Specifically, the proposal:
- Phases out the mortgage interest on primary mortgages on houses over 3000 square feet.
- Exemptions for historical homes (prior to 1900) and farm houses.
- Exemptions for home owners who purchase carbon offsets to make home carbon neutral or own homes that are certified carbon neutral.
- An owner would receive 85% of the mortgage interest deduction for homes 3000-3199 square feet
- 70% for homes 3200-3399 square feet
- 55% for homes 3400-3599 square feet
- 40% for homes 3600-3799 square feet
- 25 % for homes 3800-3999 square feet
- 10% for homes 4000-4199 square feet
- 0 for homes 4200 square feet and up
Certainly, these are some extraordinary measures to solve a problem that scientists aren't sure exists, and aren't convinced is caused by anything man is doing.
Yet, regardless of where one stands on this debate, shouldn't media be making the public aware of what legislators are proposing concerning this issue?
This seems especially logical given Dingell's feedback request posted at his website Thursday:
Before introducing a formal bill, the Congressman is inviting constituents and other interested parties to review his current proposal and provide feedback. A summary of the draft legislation has been posted on Dingell's Congressional website along with a form that allows reviewers to offer opinions and suggestions on the carbon tax proposal.
With this in mind, why was Dingell's plan universally boycotted?
Press outlets spent a great deal of time last week covering the health care proposal of a woman who isn't even in the White House, and whose plan won't be debated in Congress until at least 2009 if at all.
Shouldn't media report proposals legislators will be discussing in the coming weeks? Or is that just too much like journalism?
*****Update: NBer jdhawk noticed something in Dingle's proposal that I overlooked -- hey, it's a Saturday, and there's football on! -- and offered further insight into why media buried this story:
The worst part about this old fart's plan is that the revenue brought in by these additional taxes,if the legislation is passed, are not earmarked to solve the "problem" of global warming whatsoever.
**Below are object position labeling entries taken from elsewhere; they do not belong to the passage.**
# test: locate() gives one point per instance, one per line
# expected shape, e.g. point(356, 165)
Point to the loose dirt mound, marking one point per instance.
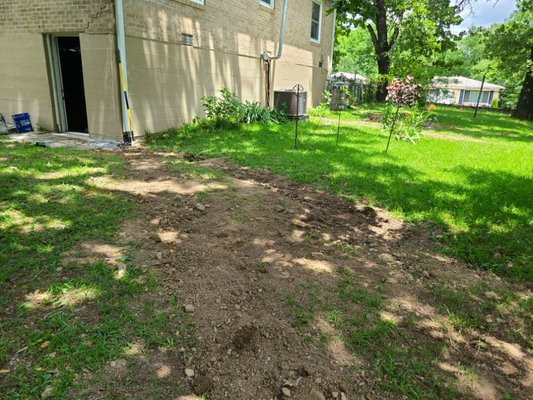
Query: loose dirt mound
point(260, 259)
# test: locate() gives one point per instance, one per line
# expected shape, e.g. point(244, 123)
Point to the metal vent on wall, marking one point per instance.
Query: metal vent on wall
point(186, 39)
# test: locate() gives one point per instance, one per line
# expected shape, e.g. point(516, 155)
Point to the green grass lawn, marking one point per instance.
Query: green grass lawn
point(59, 320)
point(479, 192)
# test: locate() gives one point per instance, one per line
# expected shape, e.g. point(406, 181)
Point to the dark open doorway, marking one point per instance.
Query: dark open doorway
point(72, 83)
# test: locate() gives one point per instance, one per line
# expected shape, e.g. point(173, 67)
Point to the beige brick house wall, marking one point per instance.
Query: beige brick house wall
point(166, 78)
point(25, 85)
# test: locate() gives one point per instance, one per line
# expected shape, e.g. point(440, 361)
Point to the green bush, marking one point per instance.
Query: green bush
point(227, 110)
point(409, 123)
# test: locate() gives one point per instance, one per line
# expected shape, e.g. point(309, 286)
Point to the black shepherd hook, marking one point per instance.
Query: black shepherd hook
point(297, 90)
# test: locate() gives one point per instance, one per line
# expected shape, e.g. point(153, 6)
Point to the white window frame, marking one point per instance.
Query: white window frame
point(267, 3)
point(320, 4)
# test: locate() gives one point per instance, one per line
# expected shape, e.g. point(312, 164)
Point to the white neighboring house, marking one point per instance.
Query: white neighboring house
point(348, 76)
point(459, 90)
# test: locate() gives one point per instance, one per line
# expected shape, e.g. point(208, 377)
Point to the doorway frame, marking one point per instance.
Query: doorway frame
point(56, 76)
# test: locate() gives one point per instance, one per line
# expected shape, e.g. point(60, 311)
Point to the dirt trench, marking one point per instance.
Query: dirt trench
point(241, 249)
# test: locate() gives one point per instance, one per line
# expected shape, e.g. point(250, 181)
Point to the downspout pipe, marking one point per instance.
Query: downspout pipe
point(330, 66)
point(265, 54)
point(123, 71)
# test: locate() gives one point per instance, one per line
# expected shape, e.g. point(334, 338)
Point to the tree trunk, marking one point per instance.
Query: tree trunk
point(382, 46)
point(383, 70)
point(524, 107)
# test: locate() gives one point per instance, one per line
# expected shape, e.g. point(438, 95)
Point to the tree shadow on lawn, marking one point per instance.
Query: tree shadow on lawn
point(58, 319)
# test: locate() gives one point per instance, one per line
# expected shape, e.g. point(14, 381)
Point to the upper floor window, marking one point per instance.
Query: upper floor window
point(267, 3)
point(316, 21)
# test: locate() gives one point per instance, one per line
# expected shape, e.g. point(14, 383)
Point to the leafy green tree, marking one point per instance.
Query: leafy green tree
point(423, 26)
point(510, 45)
point(355, 53)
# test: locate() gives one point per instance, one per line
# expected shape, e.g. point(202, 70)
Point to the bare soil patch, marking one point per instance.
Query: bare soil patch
point(265, 263)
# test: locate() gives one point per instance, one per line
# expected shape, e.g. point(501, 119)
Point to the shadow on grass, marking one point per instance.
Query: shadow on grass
point(58, 319)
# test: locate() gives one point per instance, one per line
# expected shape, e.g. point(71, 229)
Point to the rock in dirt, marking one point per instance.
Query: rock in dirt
point(47, 393)
point(316, 395)
point(286, 392)
point(202, 384)
point(307, 370)
point(299, 223)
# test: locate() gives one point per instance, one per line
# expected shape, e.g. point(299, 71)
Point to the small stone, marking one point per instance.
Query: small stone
point(202, 384)
point(307, 370)
point(299, 223)
point(47, 393)
point(316, 395)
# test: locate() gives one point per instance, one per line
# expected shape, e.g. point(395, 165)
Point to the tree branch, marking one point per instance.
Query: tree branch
point(373, 36)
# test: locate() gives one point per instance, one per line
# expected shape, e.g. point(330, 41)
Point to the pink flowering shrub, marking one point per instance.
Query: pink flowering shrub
point(403, 92)
point(408, 124)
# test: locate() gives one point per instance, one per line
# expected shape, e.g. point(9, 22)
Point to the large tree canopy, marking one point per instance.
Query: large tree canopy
point(421, 26)
point(510, 45)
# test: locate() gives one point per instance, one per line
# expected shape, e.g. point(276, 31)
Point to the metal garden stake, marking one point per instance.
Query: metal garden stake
point(392, 127)
point(297, 89)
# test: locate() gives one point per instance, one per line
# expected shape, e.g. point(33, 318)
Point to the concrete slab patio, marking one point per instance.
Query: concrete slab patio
point(67, 140)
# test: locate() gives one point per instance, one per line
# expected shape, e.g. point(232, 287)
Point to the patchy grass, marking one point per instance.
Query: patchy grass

jd was quite correct, for here's what Dingle proposed:
The revenue from the gas tax goes into the high way trust fund, with 40 % going to the mass transit and 60 % going to roads. The revenue from the tax on jet fuel goes into the airport and airway trust fund.
Finally, the revenue from the fee on carbon emissions will go into the following accounts:
- Medicare and Social Security
- Universal Healthcare (upon passage)
- State Children’s Health Insurance Program
- Renewable Energy Research and Development
- Low Income Home Energy Assistance Program
Isn't that great? Let's raise taxes supposedly to solve global warming so that we can give more money to Medicare, Social Security, Universal Healthcare, etc.
Folks, this has NOTHING to do with solving global warming. In fact, as NewsBusters has been reporting for months, this whole issue is about raising taxes to fund programs that have virtually no connection to reducing carbon emissions.
What a disgraceful charade this is. That said, wouldn't it be nice if media were exposing the hypocrisy rather than being a part of it?